Voltaire's envy and jealousy were now turned against the Marquis d'Argens, who was indeed the dearest friend of the king. At first he tried to prejudice the king against him; he betrayed to him that the marquis had privately married the actress Barbe Cochois.

The king was at the moment very angry, but the prayers of Algarotti, and the regret of the poor marquis, reconciled him at last; he not only forgave, but he allowed the marquise to dwell at Sans-Souci with her husband.

When Voltaire found that he could not deprive the marquis of the king's favor, he resolved to occasion him some trouble, and to wound his vanity and sensibility. He knew that the marquis was an ardent admirer of the French writer Jean Baptiste Rousseau. One day Voltaire entered the room of the marquis, and said, in a sad, sympathetic tone, that he felt it his duty to undeceive him as to Jean Baptiste Rousseau, to prove to him that his love and respect for the great writer were returned with the blackest ingratitude. He had just received from his correspondent at Paris an epigram which Rousseau had made upon the marquis. It was true the epigram was only handed about in manuscript, and Rousseau swore every one who read it not to betray him; he was showing it, however, and it was thought it would be published. He, Voltaire, had commissioned his correspondent to do every thing in his power to prevent the publication of this epigram; or, if this took place, to use every means to excite the public, as well as the friends of the marquis, against Rousseau, because of his shameful treachery.

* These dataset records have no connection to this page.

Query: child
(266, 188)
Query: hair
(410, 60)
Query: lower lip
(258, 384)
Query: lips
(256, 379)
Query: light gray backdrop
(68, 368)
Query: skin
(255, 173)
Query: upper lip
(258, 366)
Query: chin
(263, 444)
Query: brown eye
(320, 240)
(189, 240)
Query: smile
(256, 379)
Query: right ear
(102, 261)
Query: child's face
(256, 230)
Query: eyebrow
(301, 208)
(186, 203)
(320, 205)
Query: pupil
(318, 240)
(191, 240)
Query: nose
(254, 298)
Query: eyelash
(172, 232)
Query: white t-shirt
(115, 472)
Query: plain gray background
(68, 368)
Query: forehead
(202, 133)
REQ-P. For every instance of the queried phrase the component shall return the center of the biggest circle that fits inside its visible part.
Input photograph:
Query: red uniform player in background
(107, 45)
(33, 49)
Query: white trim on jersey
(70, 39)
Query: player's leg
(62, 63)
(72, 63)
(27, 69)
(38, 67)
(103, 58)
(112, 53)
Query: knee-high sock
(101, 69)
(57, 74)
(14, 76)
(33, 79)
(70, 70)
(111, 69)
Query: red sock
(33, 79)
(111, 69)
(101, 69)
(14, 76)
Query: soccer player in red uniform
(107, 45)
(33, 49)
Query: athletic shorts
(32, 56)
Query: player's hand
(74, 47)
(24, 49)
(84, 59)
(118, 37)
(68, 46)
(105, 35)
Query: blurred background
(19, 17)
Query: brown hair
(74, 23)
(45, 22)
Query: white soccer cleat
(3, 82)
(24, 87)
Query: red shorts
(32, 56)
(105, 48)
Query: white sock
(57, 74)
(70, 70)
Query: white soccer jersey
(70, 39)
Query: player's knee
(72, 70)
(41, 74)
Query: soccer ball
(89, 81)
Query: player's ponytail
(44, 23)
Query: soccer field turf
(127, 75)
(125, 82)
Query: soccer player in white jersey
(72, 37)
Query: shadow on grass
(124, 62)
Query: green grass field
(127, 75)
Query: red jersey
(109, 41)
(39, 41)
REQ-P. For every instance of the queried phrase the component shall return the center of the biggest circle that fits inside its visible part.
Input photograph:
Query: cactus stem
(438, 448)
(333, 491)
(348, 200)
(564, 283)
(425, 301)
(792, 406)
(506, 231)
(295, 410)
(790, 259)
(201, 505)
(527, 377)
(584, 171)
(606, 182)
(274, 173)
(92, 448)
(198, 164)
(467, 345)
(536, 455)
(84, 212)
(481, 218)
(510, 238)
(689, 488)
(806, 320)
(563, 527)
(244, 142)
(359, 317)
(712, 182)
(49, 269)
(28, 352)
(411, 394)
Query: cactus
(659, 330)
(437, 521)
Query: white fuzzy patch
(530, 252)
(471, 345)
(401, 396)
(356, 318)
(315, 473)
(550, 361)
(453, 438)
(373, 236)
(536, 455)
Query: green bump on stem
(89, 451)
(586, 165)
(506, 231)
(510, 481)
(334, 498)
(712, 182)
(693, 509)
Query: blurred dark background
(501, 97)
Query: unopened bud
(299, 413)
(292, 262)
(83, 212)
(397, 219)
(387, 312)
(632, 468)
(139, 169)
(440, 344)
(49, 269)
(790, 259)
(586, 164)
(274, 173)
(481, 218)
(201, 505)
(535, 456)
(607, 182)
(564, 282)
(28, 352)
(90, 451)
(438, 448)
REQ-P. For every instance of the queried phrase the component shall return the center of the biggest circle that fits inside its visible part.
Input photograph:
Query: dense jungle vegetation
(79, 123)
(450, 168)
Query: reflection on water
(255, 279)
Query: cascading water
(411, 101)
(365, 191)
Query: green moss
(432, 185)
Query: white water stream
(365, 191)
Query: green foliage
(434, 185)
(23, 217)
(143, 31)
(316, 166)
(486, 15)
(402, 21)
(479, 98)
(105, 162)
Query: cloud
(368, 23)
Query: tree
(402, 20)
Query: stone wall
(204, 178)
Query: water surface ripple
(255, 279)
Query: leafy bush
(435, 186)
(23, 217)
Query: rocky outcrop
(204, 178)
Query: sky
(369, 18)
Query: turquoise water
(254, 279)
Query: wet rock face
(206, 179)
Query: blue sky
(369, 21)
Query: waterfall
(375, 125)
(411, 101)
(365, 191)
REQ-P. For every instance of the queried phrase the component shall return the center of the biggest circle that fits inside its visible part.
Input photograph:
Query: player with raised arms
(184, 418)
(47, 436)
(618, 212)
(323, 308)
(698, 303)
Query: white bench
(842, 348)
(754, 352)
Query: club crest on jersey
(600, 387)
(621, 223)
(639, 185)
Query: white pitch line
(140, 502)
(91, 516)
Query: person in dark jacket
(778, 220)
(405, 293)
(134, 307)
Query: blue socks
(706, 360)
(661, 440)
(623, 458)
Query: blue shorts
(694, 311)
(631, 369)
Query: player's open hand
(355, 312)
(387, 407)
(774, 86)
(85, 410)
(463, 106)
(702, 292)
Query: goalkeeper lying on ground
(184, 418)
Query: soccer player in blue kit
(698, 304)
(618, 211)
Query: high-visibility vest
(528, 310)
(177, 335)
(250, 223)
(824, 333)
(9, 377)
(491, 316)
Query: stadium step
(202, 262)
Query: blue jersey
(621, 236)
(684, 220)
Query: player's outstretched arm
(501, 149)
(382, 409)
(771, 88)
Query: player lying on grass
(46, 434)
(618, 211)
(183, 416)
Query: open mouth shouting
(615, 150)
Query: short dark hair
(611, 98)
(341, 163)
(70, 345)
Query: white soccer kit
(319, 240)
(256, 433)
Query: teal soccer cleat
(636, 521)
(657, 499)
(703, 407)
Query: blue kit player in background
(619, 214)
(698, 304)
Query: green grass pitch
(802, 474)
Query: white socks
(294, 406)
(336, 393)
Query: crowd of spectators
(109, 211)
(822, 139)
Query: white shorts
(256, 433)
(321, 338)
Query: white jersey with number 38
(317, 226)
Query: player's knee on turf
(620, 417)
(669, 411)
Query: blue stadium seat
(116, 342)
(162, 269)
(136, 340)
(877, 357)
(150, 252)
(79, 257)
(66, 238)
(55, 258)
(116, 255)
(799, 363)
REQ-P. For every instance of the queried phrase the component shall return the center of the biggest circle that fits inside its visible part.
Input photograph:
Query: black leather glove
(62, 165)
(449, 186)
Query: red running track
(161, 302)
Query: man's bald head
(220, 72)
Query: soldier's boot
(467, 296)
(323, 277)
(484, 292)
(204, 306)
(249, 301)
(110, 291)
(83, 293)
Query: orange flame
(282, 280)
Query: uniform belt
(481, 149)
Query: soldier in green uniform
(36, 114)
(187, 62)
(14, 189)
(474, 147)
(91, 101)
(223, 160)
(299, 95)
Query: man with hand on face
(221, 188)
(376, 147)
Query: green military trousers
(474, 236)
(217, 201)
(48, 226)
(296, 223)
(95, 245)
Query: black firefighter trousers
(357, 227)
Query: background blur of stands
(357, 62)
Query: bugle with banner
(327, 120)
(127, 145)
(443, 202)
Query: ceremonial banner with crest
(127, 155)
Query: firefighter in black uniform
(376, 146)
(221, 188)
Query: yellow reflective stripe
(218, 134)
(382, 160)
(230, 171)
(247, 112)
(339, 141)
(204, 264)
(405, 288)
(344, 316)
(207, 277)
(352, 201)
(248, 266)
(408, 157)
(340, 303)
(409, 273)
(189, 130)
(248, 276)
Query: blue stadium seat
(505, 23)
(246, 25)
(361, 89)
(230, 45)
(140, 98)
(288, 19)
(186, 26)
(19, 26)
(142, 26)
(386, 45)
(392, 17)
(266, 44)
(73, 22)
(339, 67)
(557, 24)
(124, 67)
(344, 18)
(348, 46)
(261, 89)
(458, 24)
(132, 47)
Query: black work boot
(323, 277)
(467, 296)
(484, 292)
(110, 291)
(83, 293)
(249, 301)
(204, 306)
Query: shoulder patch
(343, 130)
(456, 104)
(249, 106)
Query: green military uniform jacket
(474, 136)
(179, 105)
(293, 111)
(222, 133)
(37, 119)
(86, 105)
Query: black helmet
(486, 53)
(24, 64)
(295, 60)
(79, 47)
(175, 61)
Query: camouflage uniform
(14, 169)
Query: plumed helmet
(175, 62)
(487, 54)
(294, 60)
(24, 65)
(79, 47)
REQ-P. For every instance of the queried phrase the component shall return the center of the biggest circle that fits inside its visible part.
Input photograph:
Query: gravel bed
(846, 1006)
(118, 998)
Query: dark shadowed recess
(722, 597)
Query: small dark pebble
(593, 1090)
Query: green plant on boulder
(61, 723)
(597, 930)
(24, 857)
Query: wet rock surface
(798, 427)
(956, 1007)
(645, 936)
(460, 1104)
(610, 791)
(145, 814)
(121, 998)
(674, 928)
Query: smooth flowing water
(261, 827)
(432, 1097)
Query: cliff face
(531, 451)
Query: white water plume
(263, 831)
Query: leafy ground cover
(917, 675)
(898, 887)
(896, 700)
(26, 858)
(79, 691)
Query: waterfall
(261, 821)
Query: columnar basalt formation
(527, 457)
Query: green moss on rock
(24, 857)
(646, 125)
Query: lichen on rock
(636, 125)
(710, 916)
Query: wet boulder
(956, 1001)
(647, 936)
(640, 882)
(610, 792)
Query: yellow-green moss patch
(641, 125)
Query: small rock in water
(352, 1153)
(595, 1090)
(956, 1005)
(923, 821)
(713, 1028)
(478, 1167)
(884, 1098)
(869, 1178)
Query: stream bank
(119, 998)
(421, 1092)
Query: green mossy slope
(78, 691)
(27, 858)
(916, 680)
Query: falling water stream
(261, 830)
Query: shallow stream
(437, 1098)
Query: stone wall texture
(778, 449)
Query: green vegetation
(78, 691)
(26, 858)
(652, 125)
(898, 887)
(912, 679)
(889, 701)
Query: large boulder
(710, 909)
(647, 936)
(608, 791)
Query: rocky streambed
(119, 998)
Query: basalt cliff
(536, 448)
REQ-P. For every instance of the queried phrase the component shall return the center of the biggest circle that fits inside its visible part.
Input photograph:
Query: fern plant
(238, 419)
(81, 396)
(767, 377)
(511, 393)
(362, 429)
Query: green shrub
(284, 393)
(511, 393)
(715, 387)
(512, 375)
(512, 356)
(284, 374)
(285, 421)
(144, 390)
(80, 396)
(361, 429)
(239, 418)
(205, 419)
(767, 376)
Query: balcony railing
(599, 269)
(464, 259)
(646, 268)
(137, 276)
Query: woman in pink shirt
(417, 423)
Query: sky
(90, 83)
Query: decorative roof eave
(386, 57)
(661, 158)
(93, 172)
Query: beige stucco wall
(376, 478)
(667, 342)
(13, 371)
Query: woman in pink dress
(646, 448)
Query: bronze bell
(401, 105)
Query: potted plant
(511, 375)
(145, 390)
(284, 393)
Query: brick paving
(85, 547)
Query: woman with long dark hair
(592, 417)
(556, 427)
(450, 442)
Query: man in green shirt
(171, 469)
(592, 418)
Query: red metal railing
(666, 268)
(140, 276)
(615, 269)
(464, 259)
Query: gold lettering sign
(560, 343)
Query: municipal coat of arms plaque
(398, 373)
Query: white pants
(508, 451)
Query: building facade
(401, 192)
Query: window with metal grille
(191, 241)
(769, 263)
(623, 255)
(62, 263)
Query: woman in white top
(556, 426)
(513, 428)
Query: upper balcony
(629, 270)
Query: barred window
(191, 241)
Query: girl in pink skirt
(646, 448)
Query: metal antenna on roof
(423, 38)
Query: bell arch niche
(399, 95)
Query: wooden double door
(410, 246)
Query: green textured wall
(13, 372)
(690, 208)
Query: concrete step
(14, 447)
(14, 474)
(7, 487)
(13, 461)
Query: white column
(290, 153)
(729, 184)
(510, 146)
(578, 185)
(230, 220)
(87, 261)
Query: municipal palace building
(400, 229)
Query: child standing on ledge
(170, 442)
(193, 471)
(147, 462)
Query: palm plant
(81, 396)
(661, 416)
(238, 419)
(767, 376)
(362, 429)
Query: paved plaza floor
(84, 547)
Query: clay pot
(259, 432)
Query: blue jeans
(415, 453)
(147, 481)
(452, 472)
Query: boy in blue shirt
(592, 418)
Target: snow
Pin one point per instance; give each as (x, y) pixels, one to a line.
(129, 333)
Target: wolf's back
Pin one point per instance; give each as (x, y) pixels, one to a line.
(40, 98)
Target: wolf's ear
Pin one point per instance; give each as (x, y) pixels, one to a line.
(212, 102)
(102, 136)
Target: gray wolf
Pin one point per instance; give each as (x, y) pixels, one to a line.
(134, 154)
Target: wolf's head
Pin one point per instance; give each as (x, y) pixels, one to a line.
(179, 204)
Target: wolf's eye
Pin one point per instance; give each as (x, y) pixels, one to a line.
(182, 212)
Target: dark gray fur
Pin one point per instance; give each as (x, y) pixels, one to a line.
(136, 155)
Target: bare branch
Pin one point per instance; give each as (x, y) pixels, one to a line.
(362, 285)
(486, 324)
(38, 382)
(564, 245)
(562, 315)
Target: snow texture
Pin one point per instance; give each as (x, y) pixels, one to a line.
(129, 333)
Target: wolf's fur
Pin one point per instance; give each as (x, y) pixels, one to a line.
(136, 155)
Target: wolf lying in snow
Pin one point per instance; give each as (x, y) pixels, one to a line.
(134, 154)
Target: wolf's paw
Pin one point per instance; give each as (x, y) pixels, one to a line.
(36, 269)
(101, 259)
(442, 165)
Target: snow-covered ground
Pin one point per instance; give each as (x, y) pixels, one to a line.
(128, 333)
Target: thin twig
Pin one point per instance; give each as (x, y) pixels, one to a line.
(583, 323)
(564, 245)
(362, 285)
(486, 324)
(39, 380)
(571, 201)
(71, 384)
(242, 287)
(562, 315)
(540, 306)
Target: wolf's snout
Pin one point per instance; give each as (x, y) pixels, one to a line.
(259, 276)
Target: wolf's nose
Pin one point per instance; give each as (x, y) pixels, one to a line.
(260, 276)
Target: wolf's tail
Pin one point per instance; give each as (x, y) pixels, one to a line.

At all events, this epigram, which Voltaire now read aloud. to the marquis, and which described him as the Wandering Jew, was as malicious as it was mischievous and slanderous. The good marquis was deeply wounded, and swore to take a great revenge on Rousseau. Voltaire triumphed.

But, after a few days, he suspected that the whole was an artifice of Voltaire. In accordance with his open, noble character, he wrote immediately to Rousseau, made his complaint, and asked if he had written the epigram.

Rousseau swore that he was not the author, but he was persuaded that Voltaire had written it; he had sent some copies to Paris, and his friends were seeking to spread it abroad. [Footnote: Thiebault.]

The marquis was on his guard, and did not communicate this news to Voltaire. He resolved to escape from these assaults and intrigues quietly; with his young wife he made a journey to Paris, and did not return till Voltaire had left Berlin forever.

The most powerful and therefore the most abhorred of the enemies against whom Voltaire now turned in his rage, was the president of the Berlin Academy, Maupertius. Voltaire could never forgive him for daring to shine in his presence; for being the president of an academy of which he, Voltaire, was only a simple member. Above all this, the king loved him, and praised his extraordinary talent and scholarship. Voltaire only watched for an opportunity to clutch this dangerous enemy, and the occasion soon presented itself.

Maupertius had just published his "Lettres Philosophiques," in which it must be confessed there were passages which justified Voltaire's assertion that Maupertius was at one time insane, and was confined for some years in a madhouse at Montpellier. Maupertius proposed in these letters that a Latin city should be built, and this majestic and beautiful tongue brought to life again. He proposed, also, that a hole should be dug to the centre of the earth, in order to discover its condition and quality; also that the brain of Pythagoras should be searched for and opened, in order to ascertain the nature of the soul.

These ridiculous and fabulous propositions Voltaire replied to under the name of Dr. Akakia; he asserted that he was only anxious to heal the unhappy Maupertius. This publication was written in Voltaire's sharpest wit and his most biting, glittering irony, and was calculated to make Maupertius absurd in the eyes of the whole world.